Profissionalismo x orgulho ferido

Depois da partida, o que se viu por parte das atletas norte-americanas foi profissionalismo. Em entrevista ao site da Federação Norte-americana de Basquete, o técnico e as jogadoras deram entrevistas nas quais analisavam seu desempenho em quadra. “Temos um time que não é nada egoísta”, disse o técnico Mark Campbell. “No segundo tempo tivemos 14 assistências para 17 cestas, e perdemos a posse de bola em apenas cinco ocasiões”, disse, como se comentasse um jogo da WNBA.

Londynn Jones, a cestinha do jogo, com 21 pontos, exaltou o trabalho em equipe. “Não fosse pelas minhas companheiras, eu não teria tantas oportunidades de marcar, então agradeço a elas por me passarem a bola. É tudo trabalho em equipe e eu me diverti nesta noite”, disse.

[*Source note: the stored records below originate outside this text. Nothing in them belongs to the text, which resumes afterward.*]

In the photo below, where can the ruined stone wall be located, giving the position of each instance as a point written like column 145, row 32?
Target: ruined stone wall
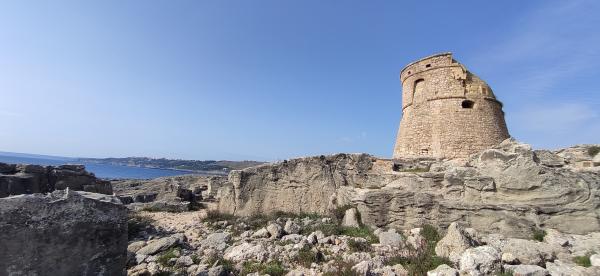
column 447, row 112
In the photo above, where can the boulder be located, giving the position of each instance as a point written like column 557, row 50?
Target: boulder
column 245, row 252
column 291, row 227
column 63, row 233
column 275, row 230
column 391, row 238
column 454, row 243
column 216, row 241
column 351, row 218
column 482, row 260
column 162, row 244
column 595, row 259
column 443, row 270
column 506, row 190
column 526, row 270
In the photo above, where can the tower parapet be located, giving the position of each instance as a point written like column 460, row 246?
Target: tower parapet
column 447, row 112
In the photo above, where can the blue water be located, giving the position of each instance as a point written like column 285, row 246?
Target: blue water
column 100, row 170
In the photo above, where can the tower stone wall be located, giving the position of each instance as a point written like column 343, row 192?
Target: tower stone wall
column 447, row 112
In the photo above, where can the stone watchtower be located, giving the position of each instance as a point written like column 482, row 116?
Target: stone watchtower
column 447, row 112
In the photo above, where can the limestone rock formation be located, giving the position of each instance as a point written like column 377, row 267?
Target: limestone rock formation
column 507, row 189
column 62, row 233
column 16, row 179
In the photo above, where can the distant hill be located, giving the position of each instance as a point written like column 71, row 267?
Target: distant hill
column 175, row 164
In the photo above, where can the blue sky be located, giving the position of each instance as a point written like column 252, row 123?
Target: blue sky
column 271, row 80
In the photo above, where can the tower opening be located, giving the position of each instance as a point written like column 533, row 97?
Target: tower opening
column 467, row 104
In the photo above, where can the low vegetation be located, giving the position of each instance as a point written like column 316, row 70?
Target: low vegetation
column 539, row 234
column 583, row 260
column 422, row 260
column 307, row 256
column 273, row 268
column 593, row 150
column 137, row 223
column 164, row 258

Nenhuma das jogadoras norte-americanas mencionou a diferença gritante em relação às salvadorenhas, cuja jogadora mais alta, Silvia Veja, tem 1,84m. O placar dilatado foi motivo de um debate muito tímido na imprensa americana, que se perguntava o que seria mais desrespeitoso, mais humilhante para um adversário visivelmente inferior: vencer por cem pontos de diferença ou errar arremessos de propósito?

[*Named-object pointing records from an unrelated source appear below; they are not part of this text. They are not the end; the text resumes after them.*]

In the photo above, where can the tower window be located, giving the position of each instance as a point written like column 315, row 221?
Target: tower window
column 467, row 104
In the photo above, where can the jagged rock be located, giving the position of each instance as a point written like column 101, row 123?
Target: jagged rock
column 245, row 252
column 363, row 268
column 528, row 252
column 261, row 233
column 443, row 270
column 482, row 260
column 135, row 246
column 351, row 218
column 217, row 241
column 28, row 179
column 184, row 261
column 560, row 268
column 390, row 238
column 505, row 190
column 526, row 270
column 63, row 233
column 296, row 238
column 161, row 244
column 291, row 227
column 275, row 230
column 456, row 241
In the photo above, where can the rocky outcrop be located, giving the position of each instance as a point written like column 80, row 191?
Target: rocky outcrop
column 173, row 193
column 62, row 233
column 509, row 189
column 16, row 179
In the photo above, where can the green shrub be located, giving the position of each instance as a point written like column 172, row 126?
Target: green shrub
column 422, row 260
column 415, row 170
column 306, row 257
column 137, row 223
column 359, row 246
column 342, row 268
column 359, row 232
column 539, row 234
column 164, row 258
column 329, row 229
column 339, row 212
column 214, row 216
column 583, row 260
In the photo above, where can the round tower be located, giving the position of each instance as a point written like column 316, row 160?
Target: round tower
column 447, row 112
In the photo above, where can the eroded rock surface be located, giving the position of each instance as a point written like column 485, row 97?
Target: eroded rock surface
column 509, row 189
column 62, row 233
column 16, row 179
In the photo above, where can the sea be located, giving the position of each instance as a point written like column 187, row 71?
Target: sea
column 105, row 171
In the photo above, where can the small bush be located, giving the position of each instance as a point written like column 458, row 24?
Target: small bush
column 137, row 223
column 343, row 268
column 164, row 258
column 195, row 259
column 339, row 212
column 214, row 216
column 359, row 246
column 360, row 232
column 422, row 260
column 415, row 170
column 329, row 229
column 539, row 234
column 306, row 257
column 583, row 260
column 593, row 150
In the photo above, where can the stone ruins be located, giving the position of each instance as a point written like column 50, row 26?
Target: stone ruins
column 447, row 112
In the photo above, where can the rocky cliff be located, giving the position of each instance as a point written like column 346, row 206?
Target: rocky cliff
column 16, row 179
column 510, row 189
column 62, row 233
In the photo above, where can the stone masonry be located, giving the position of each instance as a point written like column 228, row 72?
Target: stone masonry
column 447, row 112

As salvadorenhas, por outro lado, não deram declarações sobre a derrota acachapante. Coube ao presidente da Federação Salvadorenha de Basquete, Yamil Bukele, se manifestar por meio do Twitter, dizendo que se tratava de uma verdadeira batalha entre Davi e Golias e que o placar elástico podia ser explicado pelas diferenças físicas, sociais, econômicas e esportivas entre os dois países.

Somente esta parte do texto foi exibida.